“Investment Objective:
Target companies with consistent top-line and bottom-line expansion, ensuring sustainable long-term wealth creation.
Investment Rationale:
Sustainable Revenue and Profit Expansion: Stocks focused on top-line (revenue) and bottom-line (profit) growth demonstrate consistent and robust financial performance, offering higher earnings potential and long-term capital appreciation compared to industries with stagnant or declining revenues.
Strong Competitive Advantage and Market Positioning: Companies exhibiting both top-line and bottom-line growth typically have a competitive edge, innovative offerings, and efficient operations, reducing risk and enhancing growth prospects relative to other asset classes or less disciplined industries.

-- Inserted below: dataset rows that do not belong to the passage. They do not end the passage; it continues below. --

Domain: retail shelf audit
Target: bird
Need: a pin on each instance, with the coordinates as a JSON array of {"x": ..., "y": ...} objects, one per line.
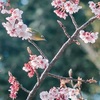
[{"x": 36, "y": 36}]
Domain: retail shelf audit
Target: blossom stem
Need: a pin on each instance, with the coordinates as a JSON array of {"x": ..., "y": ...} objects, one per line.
[
  {"x": 39, "y": 50},
  {"x": 37, "y": 75},
  {"x": 24, "y": 89},
  {"x": 73, "y": 21},
  {"x": 64, "y": 28}
]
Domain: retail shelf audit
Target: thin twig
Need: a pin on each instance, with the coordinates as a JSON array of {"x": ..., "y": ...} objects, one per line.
[
  {"x": 67, "y": 78},
  {"x": 74, "y": 21},
  {"x": 37, "y": 75},
  {"x": 57, "y": 56},
  {"x": 39, "y": 50},
  {"x": 24, "y": 89},
  {"x": 64, "y": 28}
]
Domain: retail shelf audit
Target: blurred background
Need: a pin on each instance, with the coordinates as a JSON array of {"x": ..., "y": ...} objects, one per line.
[{"x": 83, "y": 59}]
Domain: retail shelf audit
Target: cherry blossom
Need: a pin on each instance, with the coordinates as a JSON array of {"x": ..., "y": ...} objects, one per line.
[
  {"x": 57, "y": 93},
  {"x": 88, "y": 37},
  {"x": 14, "y": 88},
  {"x": 35, "y": 63},
  {"x": 95, "y": 7},
  {"x": 64, "y": 7},
  {"x": 15, "y": 26}
]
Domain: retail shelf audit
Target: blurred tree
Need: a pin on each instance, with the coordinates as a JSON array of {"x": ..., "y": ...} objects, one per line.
[{"x": 39, "y": 15}]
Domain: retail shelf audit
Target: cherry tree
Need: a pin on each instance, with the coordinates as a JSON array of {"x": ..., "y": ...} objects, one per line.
[{"x": 15, "y": 27}]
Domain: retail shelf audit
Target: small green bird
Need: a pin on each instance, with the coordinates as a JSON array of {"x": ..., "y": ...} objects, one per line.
[{"x": 35, "y": 35}]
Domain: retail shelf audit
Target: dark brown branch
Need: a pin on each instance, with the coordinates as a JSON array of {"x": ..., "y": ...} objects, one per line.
[
  {"x": 64, "y": 28},
  {"x": 37, "y": 75},
  {"x": 39, "y": 50},
  {"x": 24, "y": 89},
  {"x": 57, "y": 56},
  {"x": 73, "y": 21}
]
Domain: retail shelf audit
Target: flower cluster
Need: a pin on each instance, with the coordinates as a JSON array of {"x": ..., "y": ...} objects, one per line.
[
  {"x": 14, "y": 88},
  {"x": 64, "y": 7},
  {"x": 95, "y": 7},
  {"x": 88, "y": 37},
  {"x": 60, "y": 94},
  {"x": 35, "y": 63},
  {"x": 14, "y": 25},
  {"x": 3, "y": 7}
]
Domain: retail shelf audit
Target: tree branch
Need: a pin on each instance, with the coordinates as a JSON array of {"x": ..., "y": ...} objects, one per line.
[
  {"x": 24, "y": 89},
  {"x": 57, "y": 56},
  {"x": 73, "y": 21},
  {"x": 64, "y": 28},
  {"x": 68, "y": 78},
  {"x": 39, "y": 50}
]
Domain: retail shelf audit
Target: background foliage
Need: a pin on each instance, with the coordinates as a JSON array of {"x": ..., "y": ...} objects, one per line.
[{"x": 39, "y": 15}]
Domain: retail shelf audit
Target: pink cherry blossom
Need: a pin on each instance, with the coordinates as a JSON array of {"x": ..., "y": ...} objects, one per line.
[
  {"x": 57, "y": 93},
  {"x": 44, "y": 95},
  {"x": 14, "y": 88},
  {"x": 35, "y": 63},
  {"x": 63, "y": 7},
  {"x": 88, "y": 37},
  {"x": 15, "y": 26},
  {"x": 95, "y": 9}
]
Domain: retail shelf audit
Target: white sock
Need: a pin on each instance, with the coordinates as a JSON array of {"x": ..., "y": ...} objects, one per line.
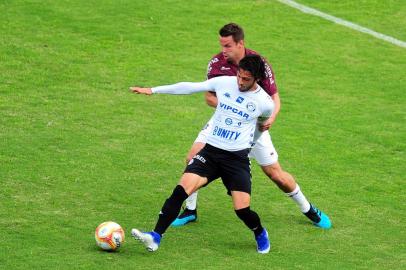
[
  {"x": 191, "y": 201},
  {"x": 299, "y": 199}
]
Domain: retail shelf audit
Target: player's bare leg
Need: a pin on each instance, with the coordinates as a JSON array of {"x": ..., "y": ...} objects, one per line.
[
  {"x": 190, "y": 212},
  {"x": 188, "y": 184}
]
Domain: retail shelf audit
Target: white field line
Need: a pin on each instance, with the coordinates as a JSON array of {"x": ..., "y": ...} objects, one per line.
[{"x": 348, "y": 24}]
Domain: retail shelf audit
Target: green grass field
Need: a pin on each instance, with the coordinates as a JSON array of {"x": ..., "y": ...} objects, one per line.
[{"x": 77, "y": 149}]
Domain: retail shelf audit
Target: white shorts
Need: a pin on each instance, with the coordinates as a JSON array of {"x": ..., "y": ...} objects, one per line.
[{"x": 263, "y": 151}]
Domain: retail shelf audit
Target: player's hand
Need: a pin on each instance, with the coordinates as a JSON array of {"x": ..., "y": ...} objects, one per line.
[
  {"x": 266, "y": 124},
  {"x": 141, "y": 90}
]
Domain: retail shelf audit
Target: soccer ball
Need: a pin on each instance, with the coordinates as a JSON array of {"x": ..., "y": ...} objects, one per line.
[{"x": 109, "y": 235}]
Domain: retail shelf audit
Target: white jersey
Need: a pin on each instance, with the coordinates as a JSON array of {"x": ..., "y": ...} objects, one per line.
[{"x": 237, "y": 113}]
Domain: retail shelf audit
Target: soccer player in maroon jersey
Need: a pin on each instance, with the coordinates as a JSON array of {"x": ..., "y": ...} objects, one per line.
[{"x": 225, "y": 63}]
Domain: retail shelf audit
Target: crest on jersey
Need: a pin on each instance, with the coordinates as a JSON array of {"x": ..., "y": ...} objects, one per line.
[
  {"x": 239, "y": 100},
  {"x": 251, "y": 107}
]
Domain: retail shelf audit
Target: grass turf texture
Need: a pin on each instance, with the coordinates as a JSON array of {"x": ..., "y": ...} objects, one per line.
[{"x": 77, "y": 149}]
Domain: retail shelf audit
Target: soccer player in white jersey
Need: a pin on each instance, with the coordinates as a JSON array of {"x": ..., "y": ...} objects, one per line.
[
  {"x": 226, "y": 64},
  {"x": 241, "y": 102}
]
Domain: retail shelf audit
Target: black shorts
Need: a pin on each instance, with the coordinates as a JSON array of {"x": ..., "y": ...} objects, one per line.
[{"x": 233, "y": 167}]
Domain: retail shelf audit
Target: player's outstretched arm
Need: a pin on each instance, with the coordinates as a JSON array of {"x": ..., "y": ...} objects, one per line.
[{"x": 141, "y": 90}]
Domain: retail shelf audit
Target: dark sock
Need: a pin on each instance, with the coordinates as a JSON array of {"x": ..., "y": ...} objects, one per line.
[
  {"x": 170, "y": 209},
  {"x": 250, "y": 219}
]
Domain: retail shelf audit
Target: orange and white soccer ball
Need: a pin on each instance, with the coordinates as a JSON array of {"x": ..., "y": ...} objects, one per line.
[{"x": 109, "y": 235}]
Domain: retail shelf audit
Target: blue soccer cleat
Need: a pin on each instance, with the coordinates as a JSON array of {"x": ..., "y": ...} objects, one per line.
[
  {"x": 151, "y": 240},
  {"x": 184, "y": 218},
  {"x": 263, "y": 243},
  {"x": 319, "y": 218}
]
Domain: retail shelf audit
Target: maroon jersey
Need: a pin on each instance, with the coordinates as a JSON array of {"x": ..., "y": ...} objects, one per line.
[{"x": 218, "y": 66}]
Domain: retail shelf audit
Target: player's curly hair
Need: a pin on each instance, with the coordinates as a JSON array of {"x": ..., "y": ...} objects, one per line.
[
  {"x": 234, "y": 30},
  {"x": 255, "y": 65}
]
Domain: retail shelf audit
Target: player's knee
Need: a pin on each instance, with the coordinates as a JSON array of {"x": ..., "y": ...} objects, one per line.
[
  {"x": 275, "y": 173},
  {"x": 177, "y": 197}
]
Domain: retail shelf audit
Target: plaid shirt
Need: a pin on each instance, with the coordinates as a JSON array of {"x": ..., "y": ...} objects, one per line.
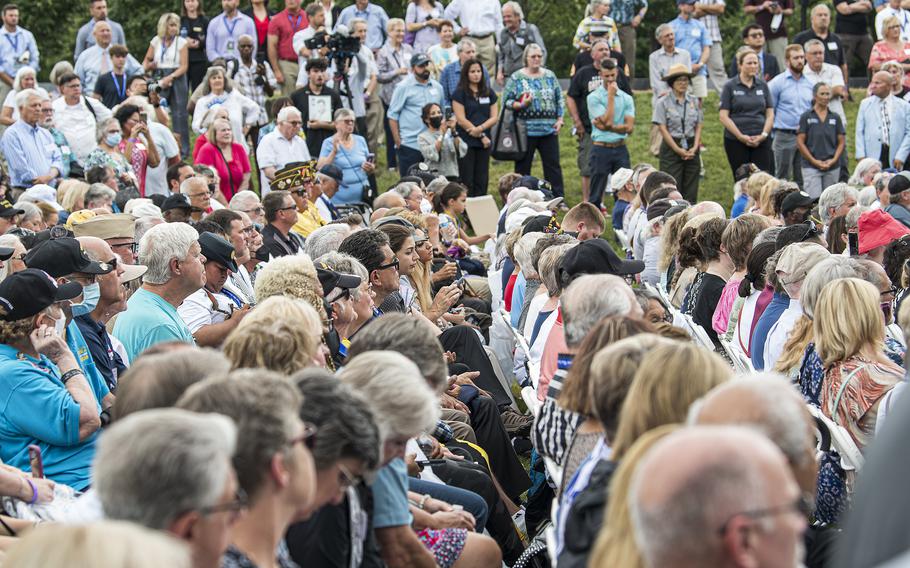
[
  {"x": 245, "y": 77},
  {"x": 710, "y": 21},
  {"x": 622, "y": 11}
]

Long-term Wealth Creation and Value Accretion: These stocks are well-positioned to capitalize on India’s economic growth trajectory, with compounded earnings growth translating into superior total returns, making them attractive for long-term investors aiming for steady wealth accumulation.
Investment Methodology:
1. The broad universe for securities comprises of listed companies within the NSE 500 Index and all ETFs, which are meticulously filtered qualitatively in accordance with the predefined investment objective and investment rationale.
2. Proprietary algorithms, advanced quantitative models, and technical analysis are applied to systematically identify securities with the highest likelihood of delivering superior returns.
3. These models, extensively validated across various asset classes and time horizons, incorporate customized proprietary indicators of momentum, volume, volatility, and trend, ensuring that portfolio construction is entirely driven by objective data and high-quality signals, free from biases, prejudices, or emotional influence.
4. The selection of securities and their respective weightings within the model portfolio is further optimized based on factors including the target portfolio size, ETF allocation, average daily trading turnover, available investment capital, rebalancing frequency, as well as the number of quantitative and technical criteria met by each security.”